CalPERS Withdraws From Hedge Funds: The Reaction
After deliberating for the last several months, CalPERS is eliminating its exposure to hedge funds. The divestiture involves $4 billion or only 1.5% of the pension’s assets. In explaining, CalPERS decision, Ted Eliapolis, the interim CIO, captured my view of hedge funds in large institutional portfolios:
Hedge funds are certainly a viable strategy for some, but at the end of the day, when judged against their complexity, cost and the lack of ability to scale CalPERS size, the hedge fund program doesn’t merit a continued role.
Because CalPERS is so large ($300 billion in assets), their decision is attracting a great deal of attention. However, we have to keep in mind that CalPERS never made a huge commitment to hedge fund strategies in the first place. In other words, this is not the case of the hedge fund industry’s biggest advocate losing faith. Throughout the past decade, CalPERS has been a relatively cautious participant. They’ve invested in a group of hedge fund-of-funds and directly with a series of hedge fund managers, and the program hasn’t delivered.

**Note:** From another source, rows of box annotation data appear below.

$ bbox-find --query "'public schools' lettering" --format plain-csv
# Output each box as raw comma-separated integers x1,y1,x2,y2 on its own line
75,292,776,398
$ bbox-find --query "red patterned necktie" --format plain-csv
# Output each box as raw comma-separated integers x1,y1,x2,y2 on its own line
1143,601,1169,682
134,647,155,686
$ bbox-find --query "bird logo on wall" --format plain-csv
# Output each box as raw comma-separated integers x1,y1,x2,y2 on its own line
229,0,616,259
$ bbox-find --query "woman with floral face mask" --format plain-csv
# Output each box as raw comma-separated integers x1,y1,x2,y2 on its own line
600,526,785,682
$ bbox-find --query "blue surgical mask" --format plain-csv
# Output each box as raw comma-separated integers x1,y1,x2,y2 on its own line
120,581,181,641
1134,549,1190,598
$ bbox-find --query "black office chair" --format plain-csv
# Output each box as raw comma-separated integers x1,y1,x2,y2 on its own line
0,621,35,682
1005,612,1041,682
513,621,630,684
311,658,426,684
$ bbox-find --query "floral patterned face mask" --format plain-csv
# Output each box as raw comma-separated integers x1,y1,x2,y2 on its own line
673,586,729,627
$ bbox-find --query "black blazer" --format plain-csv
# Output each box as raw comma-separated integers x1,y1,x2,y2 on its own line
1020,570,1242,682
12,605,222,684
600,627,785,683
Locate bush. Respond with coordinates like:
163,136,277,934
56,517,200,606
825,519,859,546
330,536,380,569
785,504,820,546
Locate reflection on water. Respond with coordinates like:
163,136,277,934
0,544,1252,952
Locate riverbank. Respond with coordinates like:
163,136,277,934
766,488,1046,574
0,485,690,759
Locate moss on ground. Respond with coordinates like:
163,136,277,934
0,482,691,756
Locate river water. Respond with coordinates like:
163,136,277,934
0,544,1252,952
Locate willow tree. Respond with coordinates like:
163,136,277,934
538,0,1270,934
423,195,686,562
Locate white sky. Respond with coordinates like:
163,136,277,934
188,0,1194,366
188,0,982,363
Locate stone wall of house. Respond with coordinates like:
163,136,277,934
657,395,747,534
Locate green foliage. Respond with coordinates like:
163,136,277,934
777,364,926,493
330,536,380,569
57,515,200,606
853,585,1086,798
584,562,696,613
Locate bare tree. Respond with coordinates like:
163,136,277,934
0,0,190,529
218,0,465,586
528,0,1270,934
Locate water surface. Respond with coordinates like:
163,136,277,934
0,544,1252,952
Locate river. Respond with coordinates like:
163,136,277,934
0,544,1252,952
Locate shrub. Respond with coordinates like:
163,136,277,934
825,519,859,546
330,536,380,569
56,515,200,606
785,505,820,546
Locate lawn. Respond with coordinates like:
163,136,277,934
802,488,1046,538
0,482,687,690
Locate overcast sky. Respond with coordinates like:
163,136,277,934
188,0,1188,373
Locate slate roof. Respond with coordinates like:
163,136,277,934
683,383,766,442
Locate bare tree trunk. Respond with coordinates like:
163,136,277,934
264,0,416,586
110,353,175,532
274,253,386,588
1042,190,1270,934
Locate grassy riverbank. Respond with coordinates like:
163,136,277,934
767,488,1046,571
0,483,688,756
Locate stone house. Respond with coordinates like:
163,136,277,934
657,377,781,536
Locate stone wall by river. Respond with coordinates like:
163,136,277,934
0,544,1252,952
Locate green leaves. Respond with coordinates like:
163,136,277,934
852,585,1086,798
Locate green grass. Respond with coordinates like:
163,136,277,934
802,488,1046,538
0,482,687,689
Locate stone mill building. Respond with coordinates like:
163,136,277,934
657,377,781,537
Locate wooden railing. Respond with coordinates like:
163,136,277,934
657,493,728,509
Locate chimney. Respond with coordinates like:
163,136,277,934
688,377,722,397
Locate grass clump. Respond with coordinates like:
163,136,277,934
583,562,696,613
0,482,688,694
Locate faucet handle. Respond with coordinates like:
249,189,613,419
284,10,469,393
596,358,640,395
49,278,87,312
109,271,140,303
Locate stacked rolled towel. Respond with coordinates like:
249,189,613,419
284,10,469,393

Michael Corkery and Alexandra Stevenson of The New York Times captured two priceless and rather inane reactions to CalPERS decision. After expressing shock, Charles Gradante managing principal of the hedge fund advisory firm Hennessee Group said:
Hedge funds are the place to be now because people are expecting a major correction. You’re looking at a very bumpy stock market over the next five years and that is where hedge funds will prove their mettle.
First, it’s hard to be shocked since CalPERS had announced earlier in the year that it was reconsidering its hedge fund program. Second, Mr. Gradante’s comment about the looming correction is the kind of reaction you’d expect from an unscrupulous retail stock broker, not an institutional advisor. While we may, indeed, suffer a correction at some point, and certain hedge funds will undoubtedly outperform stocks, there is a far less expensive and effective way for investors to protect against Mr. Gradante’s forecast. Hold more cash. Third, Mr. Gradante’s comment reveals a common misunderstanding about large institutional portfolios. While a small investor might be able to dodge the worst effects of a market correction, it is impossible for a large pension to adopt the needed tactical strategies. Most investors, especially large ones, are best served by adopting a sensible long-term investment strategy that enables them to ride through the inevitable bumps.
Anthony Scaramucci, founder of SkyBridge Capital, provided The New York Times with a more telling reaction when he said, “It’s an admission by Calpers that they don’t have the right staff or the right managers.” I suppose Mr. Scarmucci’s feels a bit threatened, since his business model is predicated on getting investors to accept the complexity and high costs of building portfolios of hedge fund managers. As a major player in hedge fund-of-funds, I would have expected Mr. Scaramucci to have a more nuanced response.
While I’m sure that SkyBridge has retained some of the finest hedge fund managers in the world, its road to success has been built on savvy marketing. There’s no greater example of SkyBridge’s marketing prowess than the SALT Conference. The Conference is an annual gathering in Las Vegas featuring over-the-top parties and celebrity speakers wooed by huge speaker’s fees and the chance to rub elbows with Wall Street’s elite. I’m not sure how President Bill Clinton, President George W. Bush, Prime Minister Tony Blair, Wolfgang Puck, Al Pacino or Oliver Stone can help investors build hedge portfolios, but they’ve been featured speakers at the SkyBridge conclave.
CalPERS has come to an entirely sensible decision about its hedge fund program. Regrettably I don’t think it’s going to put much of a dent in the hedge fund marketing machine, which is continuing to draw in more and more assets.